Apple dethroned Microsoft as the world’s most valuable technology company in 2010 as its co-founder Steve Jobs soared to new heights with the touchscreen iPad tablet computer and the latest iPhone.

Britain’s Financial Times last week named Mr Jobs its “Person of the Year” and even US President Barack Obama joined in the plaudits to the 55-year-old chief executive of the Cupertino, California-based gadget-maker.

Mr Jobs’s appearance on a San Francisco stage in January to unveil the iPad capped what the FT called “the most remarkable comeback in modern business history”.

“It wasn’t simply a matter of the illness that had sidelined him for half the year before, leaving him severely emaciated and eventually requiring a liver transplant,” the newspaper said.

“Little more than a decade earlier, both Mr Jobs’s career and Apple, the company he had co-founded, were widely considered washed up, their relevance to the future of technology written off,” it said.

Mr Obama, at a White House news conference last Wednesday, held up Mr Jobs as an example of the virtues of the “free market”.

“We celebrate somebody like a Steve Jobs, who has created two or three different revolutionary products,” Mr Obama said. “We expect that person to be rich, and that’s a good thing.” The iPad hit stores in the United States in April and Apple reported sales at the end of September of more than eight million of the devices that the FT said offer a glimpse into a world without a computer mouse or Windows.

Other technology firms are trying to match Apple’s success with tablets of their own, including South Korea’s Samsung, Canada’s Research In Motion, maker of the Blackberry, and US computer giants Hewlett-Packard and Dell.

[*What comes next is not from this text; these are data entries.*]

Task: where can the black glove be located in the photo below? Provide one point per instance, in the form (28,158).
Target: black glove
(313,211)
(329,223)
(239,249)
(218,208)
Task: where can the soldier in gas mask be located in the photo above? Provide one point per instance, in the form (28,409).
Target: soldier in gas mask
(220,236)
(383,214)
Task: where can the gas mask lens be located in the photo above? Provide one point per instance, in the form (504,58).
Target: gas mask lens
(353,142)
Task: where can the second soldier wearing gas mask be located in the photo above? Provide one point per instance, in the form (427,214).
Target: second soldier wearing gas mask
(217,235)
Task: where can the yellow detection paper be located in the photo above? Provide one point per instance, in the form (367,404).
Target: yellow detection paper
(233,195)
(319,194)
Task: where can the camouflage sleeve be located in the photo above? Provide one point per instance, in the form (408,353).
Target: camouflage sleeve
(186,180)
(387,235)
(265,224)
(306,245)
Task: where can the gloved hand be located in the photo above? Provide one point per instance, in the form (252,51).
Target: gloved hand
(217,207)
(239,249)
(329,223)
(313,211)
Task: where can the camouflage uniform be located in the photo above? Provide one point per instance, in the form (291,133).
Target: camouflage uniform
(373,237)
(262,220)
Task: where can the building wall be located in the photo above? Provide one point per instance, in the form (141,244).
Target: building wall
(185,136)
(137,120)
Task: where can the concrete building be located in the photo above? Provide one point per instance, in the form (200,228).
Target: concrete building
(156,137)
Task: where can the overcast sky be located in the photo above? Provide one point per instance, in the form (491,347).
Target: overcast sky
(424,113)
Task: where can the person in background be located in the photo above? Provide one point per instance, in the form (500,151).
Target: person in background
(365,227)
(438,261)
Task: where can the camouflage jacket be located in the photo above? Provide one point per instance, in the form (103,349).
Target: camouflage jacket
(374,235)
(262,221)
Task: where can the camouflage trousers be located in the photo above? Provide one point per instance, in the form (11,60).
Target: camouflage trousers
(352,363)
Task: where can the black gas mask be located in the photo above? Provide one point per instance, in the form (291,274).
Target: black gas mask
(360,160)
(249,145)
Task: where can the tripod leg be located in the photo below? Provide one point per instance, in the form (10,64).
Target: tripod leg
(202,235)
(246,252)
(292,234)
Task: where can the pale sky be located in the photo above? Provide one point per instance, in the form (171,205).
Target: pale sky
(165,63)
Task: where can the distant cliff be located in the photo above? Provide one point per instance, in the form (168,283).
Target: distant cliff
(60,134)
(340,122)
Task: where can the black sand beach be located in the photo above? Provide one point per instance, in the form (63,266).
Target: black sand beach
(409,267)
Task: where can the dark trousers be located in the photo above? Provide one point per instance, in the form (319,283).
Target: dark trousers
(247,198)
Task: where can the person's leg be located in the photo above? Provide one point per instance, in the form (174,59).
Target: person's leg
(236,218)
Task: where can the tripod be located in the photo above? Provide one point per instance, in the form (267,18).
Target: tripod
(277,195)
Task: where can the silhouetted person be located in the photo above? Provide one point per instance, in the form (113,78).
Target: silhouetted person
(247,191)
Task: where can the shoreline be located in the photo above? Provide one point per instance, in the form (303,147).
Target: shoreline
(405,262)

But none has yet to prove capable of preventing Apple from establishing the same dominance over the tablet computer market that it exercises over the MP3 music player scene with the ubiquitous iPod, introduced in 2001.

Goldman Sachs said it expects Apple to ship 37.2 million iPads in 2011 – “which could potentially make Apple one of the largest vendors in the global personal computing market” – tablets plus personal computers.

The iPad was not Apple’s only hit product in 2010. The iPhone 4, the latest version of the touchscreen smartphone introduced by Apple in 2007, sold 14.1 million units in the quarter which ended in September, up 91 per cent over the same quarter a year earlier.

Even Apple TV, a product Mr Jobs once dismissed as a “hobby”, is notching up strong sales. Apple said last week that sales of the latest model of the set-top box that can stream content from the web had topped one million units.

The rare blemishes on Apple’s record in 2010 were its continuing inability to come out with a promised white model of the iPhone 4 and complaints of lost reception due to the radical antenna design on the device.

Apple shares, worth $10 at the end of 2003, gained around 60 per cent this year, closing at more than $320 dollars on Wall Street last week.

In May, Apple surpassed Microsoft as the largest US technology company in terms of market value. The only companies with larger market capitalisation than Apple’s nearly $300 billion are ExxonMobil and Petrochina.

Meeschaert New York analyst Gregori Volokhine described Apple’s rise as “absolutely extraordinary” and said “every analyst has an even higher target price for next year, between $360 and $430”.

“Apple’s more than just a company,” Mr Volokhine said. “It’s become a cultural phenomenon. The hard part now will be not to disappoint.”